Pour Lionel, professeur de lettres dans un collège de Montesson (Yvelines), le danger réside dans « la non maîtrise du flux partagé ». L’enseignant, féru de numérique, souligne qu’ avec le direct, « on ne peut pas couper une séquence… Une fois que c’est diffusé, c’est trop tard ! » D’ailleurs, même lors d’un usage privé de Periscope , il invite ses élèves « à d ésactiver la géolocalisation et à faire attention à leur image , ainsi qu’à filtrer les comportements suspects ou irrespectueux « . Des astuces qui restreignent la diffusion des vidéos, en diminuant les risques de harcèlement.

De la blague à l’usage pédagogique

Lionel fait partie des enseignants qui voient en Periscope un potentiel outil pédagogique. Lors d’une sortie scolaire, il a d’ailleurs confié aux élèves un smartphone, en leur demandant d’utiliser Periscope et « de veiller au cadrage et à l’information à retransmettre en direct, pour un internaute qui voudrait savoir ce qui se passe en temps réel ».  » Pour l’éducation aux médias, c’est un exercice stimulant et intéressant « , explique-t-il, « la perspective de la publication et de l’interaction développe les compétences liées à l’expression ». Un avis que partage la CPE, qui y voit « un moyen de permettre aux élèves de découvrir qu’il est possible d’utiliser autrement ce portable avec lequel ils sont connectés quasi en permanence. »

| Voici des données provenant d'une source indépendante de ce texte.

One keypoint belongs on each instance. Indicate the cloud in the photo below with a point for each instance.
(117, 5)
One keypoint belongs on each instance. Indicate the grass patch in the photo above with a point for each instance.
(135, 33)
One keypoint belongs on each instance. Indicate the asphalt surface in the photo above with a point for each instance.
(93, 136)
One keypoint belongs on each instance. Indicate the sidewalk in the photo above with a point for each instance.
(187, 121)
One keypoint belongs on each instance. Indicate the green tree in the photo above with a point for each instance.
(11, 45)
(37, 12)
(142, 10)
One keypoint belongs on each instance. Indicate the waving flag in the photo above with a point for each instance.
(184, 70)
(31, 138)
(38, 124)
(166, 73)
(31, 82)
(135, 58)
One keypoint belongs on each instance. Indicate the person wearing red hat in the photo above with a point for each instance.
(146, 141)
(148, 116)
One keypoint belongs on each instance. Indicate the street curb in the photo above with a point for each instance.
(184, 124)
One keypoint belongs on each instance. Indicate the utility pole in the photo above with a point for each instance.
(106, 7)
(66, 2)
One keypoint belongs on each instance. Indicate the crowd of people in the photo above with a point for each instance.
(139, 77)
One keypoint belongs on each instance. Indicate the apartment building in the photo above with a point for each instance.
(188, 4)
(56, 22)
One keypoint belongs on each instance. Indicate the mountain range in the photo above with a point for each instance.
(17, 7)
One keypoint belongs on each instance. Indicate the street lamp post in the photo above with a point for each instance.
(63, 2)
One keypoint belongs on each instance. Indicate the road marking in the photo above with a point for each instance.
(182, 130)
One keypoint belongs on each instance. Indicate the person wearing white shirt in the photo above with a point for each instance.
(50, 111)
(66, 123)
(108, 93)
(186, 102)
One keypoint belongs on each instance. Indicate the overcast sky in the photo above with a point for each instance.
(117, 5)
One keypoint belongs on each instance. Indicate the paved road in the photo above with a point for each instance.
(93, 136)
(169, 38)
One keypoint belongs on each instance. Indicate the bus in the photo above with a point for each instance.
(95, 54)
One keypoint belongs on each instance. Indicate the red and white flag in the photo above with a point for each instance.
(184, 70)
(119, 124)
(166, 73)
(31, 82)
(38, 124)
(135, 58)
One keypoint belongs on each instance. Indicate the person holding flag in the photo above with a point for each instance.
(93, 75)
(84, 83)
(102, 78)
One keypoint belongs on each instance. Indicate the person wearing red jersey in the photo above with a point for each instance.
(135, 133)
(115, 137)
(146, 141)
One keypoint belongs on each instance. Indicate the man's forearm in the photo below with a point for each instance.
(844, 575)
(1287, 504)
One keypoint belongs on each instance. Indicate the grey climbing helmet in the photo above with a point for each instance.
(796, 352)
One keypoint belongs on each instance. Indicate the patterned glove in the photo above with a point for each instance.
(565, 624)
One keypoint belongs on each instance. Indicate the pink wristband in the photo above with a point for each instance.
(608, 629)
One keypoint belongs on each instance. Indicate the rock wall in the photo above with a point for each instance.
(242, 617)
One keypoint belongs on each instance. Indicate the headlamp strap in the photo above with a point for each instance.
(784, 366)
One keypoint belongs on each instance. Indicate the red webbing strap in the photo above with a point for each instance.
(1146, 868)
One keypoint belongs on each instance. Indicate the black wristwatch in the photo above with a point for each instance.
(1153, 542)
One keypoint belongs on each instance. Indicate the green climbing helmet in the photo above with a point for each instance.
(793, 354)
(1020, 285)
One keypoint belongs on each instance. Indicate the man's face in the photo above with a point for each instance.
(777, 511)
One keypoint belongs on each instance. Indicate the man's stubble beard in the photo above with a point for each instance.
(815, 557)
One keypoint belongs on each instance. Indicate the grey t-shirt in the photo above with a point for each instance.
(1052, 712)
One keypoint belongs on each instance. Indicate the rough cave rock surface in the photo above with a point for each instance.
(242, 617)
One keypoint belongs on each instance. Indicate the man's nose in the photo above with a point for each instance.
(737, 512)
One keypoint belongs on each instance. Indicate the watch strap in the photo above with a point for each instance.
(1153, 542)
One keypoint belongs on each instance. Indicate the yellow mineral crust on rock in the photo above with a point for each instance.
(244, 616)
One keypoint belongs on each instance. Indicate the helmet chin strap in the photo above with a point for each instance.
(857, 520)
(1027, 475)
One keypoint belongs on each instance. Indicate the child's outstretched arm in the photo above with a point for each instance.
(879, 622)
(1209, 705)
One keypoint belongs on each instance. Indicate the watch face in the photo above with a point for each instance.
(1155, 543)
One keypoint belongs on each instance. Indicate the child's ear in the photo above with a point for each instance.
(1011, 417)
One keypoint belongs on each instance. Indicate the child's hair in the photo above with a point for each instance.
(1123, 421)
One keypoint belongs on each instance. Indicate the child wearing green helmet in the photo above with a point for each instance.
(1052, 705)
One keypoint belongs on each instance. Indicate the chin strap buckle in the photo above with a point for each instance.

Periscope mis à part, ces réflexions s’étendent également aux autres réseaux sociaux ayant envahi collèges et lycées – Facebook, Twitter et Snapchat –, et dont les élèves, comme Maé et Alexis, soulignent l’omniprésence. Dans son établissement, Marie observe « que plus des deux tiers des élèves ont un smartphone et accès à toutes ces applis ». Autant dire que le  »live permanent » du quotidien sur les réseaux fait désormais partie de la vie des élèves. Leur usage en classe dépasse donc la seule envie de braver l’autorité. Une réalité que les professeurs pourraient transformer en aubaine, tout en enseignant leur usage raisonné.

Par souci d’anonymat, certains prénoms ont été modifiés.